Había estado paseando todo el día, visitando la bonita ciudad que me acogía temporalmente. Como ya es habitual en mí, una vez el reloj marcó las diez de la noche, me fui a la cama. Tenía sueño y estaba bastante cansado, un cóctel perfecto para irme a dormir. Era totalmente innecesaria mi costumbre de escuchar algo de música para entrar en el mundo de los sueños, puesto que estaba muy claro que pronto acabaría en los brazos de Morfeo. Los párpados me pesaban, como si de ellos colgaran enormes pedruscos. Una dulce sensación de descanso me balanceaba placenteramente...
Fue entonces cuando pasó sobre mi cabeza aquél zumbido. Una, dos y hasta tres veces. Por el sonido calculé que sería un bicho de admirables dimensiones. No sé por qué extraña asociación de ideas me vino a la mente la visión de un asqueroso helicóptero peludo.
La luz de la habitación estaba apagada y por las ventanas apenas entraba una triste irradiación de una luna muy menguada. La primera idea que pasó por mi cabeza fue cubrirme totalmente con la sábana, esperando a que el bicho se largara por donde había entrado. Sin embargo hacía calor y llevaba puesto mi pijama. Aún así, aguanté casi cinco minutos tapado, sudando como un cerdo, escuchando aquél molesto zumbido.
Llegado a este punto, creí conveniente cambiar la estrategia y pasar, de una defensa a ultranza, a un ataque feroz y desesperado. Primer paso: alcanzar mis gafas. Soy bastante miope y sin ellas soy incapaz de diferenciar las manchas multicolores que componen el mundo que percibimos. En una perfecta coordinación entre el cerebro y mis extremidades superiores cumplí el objetivo con creces. Segundo paso, atravesar la habitación –a cuatro patas, por supuesto- para llegar al interruptor y encender la luz. Con mucho sigilo me arrastré por el frío suelo, oyendo cómo el terrible zumbido se desplazaba velozmente por toda la habitación.
Mi cabeza topó con la puerta, en una inequívoca señal de que había llegado al otro extremo de la habitación. Con mucho cuidado, me alcé para llegar al interruptor. Antes de poder pulsarlo, oí como el zumbido se acercaba muy rápidamente hacia mi persona. Cometí un error; me giré. El zumbido se acercó tanto que algo desagradable impactó brutalmente en mi boca. Afortunadamente para mí la tenía cerrada, en contra de toda una serie de infamias que normalmente se comentan sobre mi persona. Tenía el labio partido. Escupí un poco de sangre debido al golpe y también algo parecido a patas. Encendí la luz.
El "beso" debió ser igual de repugnante para aquél bicho, al que llamaría mosca si no fuera por su tamaño -parecido al de una pelota de tenis-, puesto que yacía postrado en el suelo. Movía sus patas tratando de girarse. Pronto, muy pronto, elevaría de nuevo el vuelo. Rápidamente busqué algo con que golpear al enorme insecto. Un bonito cuadro, que bien podía ser de estilo renacentista, apareció apoyado junto a una vieja cómoda.

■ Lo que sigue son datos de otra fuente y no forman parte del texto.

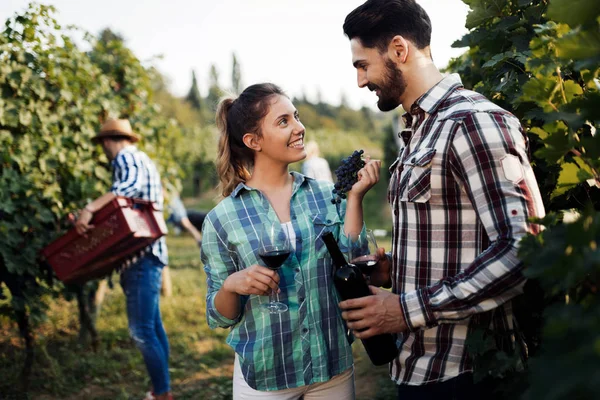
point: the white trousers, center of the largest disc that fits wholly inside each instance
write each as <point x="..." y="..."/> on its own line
<point x="340" y="387"/>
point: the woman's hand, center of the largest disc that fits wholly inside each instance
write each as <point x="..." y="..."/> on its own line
<point x="255" y="279"/>
<point x="368" y="176"/>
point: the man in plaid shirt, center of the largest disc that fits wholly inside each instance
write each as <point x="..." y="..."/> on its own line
<point x="462" y="191"/>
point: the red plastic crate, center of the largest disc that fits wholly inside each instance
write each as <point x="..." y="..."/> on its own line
<point x="122" y="227"/>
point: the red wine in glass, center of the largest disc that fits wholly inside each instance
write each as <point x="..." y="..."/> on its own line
<point x="274" y="249"/>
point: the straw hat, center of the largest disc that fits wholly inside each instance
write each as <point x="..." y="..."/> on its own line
<point x="116" y="127"/>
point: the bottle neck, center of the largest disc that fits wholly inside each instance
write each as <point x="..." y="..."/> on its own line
<point x="336" y="254"/>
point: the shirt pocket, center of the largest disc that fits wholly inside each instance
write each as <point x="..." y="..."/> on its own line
<point x="416" y="176"/>
<point x="325" y="222"/>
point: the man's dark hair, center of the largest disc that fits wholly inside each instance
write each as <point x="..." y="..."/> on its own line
<point x="376" y="22"/>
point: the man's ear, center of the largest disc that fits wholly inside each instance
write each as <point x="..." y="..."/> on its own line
<point x="398" y="49"/>
<point x="252" y="141"/>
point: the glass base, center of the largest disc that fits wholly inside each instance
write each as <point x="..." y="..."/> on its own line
<point x="274" y="307"/>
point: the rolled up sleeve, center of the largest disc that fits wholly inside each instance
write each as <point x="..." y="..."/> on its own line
<point x="219" y="263"/>
<point x="489" y="157"/>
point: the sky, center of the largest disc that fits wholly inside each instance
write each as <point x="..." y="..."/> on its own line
<point x="298" y="44"/>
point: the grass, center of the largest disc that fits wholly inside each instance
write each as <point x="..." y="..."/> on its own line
<point x="200" y="362"/>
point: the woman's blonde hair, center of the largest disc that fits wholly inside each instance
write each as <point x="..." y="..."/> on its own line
<point x="235" y="118"/>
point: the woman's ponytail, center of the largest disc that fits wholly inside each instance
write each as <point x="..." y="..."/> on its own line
<point x="235" y="118"/>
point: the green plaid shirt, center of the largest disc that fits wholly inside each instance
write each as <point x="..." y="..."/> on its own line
<point x="308" y="343"/>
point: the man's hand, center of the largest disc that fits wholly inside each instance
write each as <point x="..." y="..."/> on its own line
<point x="368" y="176"/>
<point x="373" y="315"/>
<point x="381" y="273"/>
<point x="255" y="279"/>
<point x="82" y="225"/>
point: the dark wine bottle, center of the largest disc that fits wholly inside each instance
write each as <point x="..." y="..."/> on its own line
<point x="350" y="284"/>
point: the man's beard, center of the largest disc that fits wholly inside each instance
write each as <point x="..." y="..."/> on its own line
<point x="392" y="89"/>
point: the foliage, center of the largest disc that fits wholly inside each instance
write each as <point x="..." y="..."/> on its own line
<point x="193" y="97"/>
<point x="540" y="60"/>
<point x="201" y="363"/>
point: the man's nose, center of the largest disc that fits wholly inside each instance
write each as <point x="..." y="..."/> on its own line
<point x="361" y="79"/>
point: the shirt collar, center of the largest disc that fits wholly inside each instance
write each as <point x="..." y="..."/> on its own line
<point x="434" y="97"/>
<point x="127" y="149"/>
<point x="299" y="180"/>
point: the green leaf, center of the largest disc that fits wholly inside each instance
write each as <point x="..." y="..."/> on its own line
<point x="579" y="45"/>
<point x="483" y="11"/>
<point x="573" y="12"/>
<point x="572" y="89"/>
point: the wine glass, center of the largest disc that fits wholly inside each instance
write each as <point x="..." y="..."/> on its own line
<point x="362" y="252"/>
<point x="274" y="250"/>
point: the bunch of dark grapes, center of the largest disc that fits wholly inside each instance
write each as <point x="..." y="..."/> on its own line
<point x="347" y="175"/>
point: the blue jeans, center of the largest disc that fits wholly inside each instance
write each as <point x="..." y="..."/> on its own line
<point x="141" y="284"/>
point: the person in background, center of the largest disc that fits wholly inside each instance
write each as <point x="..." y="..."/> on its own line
<point x="462" y="193"/>
<point x="178" y="216"/>
<point x="315" y="166"/>
<point x="136" y="176"/>
<point x="302" y="353"/>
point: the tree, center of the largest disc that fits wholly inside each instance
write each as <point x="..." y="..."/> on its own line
<point x="193" y="97"/>
<point x="236" y="77"/>
<point x="214" y="90"/>
<point x="54" y="98"/>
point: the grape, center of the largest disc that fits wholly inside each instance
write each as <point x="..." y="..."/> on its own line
<point x="347" y="175"/>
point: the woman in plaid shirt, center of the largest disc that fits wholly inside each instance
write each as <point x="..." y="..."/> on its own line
<point x="301" y="353"/>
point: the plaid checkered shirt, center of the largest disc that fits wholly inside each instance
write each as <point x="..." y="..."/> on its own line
<point x="461" y="192"/>
<point x="136" y="176"/>
<point x="306" y="344"/>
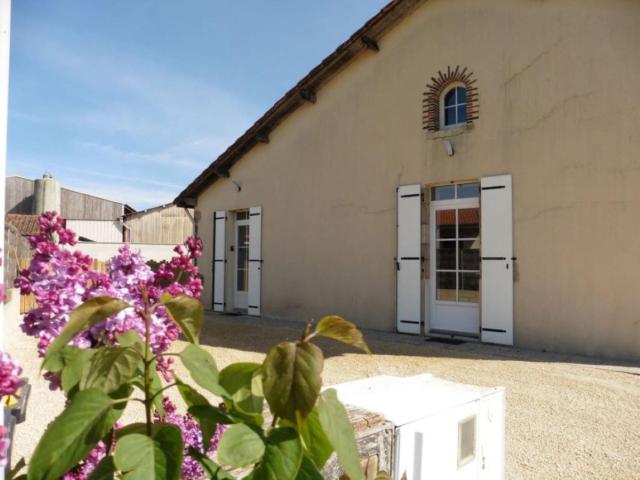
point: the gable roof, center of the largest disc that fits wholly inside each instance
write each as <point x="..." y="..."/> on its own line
<point x="304" y="91"/>
<point x="26" y="224"/>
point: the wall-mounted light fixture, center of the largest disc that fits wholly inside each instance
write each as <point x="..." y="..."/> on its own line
<point x="448" y="146"/>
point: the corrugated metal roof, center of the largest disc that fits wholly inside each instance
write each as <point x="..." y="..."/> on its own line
<point x="26" y="224"/>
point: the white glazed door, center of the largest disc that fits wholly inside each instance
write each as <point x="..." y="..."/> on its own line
<point x="497" y="260"/>
<point x="241" y="291"/>
<point x="455" y="267"/>
<point x="219" y="259"/>
<point x="408" y="260"/>
<point x="255" y="260"/>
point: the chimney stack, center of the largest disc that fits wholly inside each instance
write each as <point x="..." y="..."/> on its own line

La mosca estaba preparada para elevarse de nuevo. Observe en ella una ligera cojera, debido a la ya comentada amputación de dos de sus patas. Elevó el vuelo, cogió velocidad en un giro acrobático que no aplaudí y vino directamente hacia mí como un kamikaze japonés. El cuadro fue directamente hacia ella. El ruido que produjo el impacto fue similar al que hace un huevo duro cuando -una vez nos hemos quemado los dedos intentando pelarlo- se nos cae al suelo. En unos segundos, la mosca había pasado a formar parte de la cultura renacentista. Lástima que sus alas quedaran esparcidas por el suelo.
Tenía tanto calor que me quité el pijama y dormí en pelotas. Esa noche descansé como nunca. La jodida mosca descansó para siempre.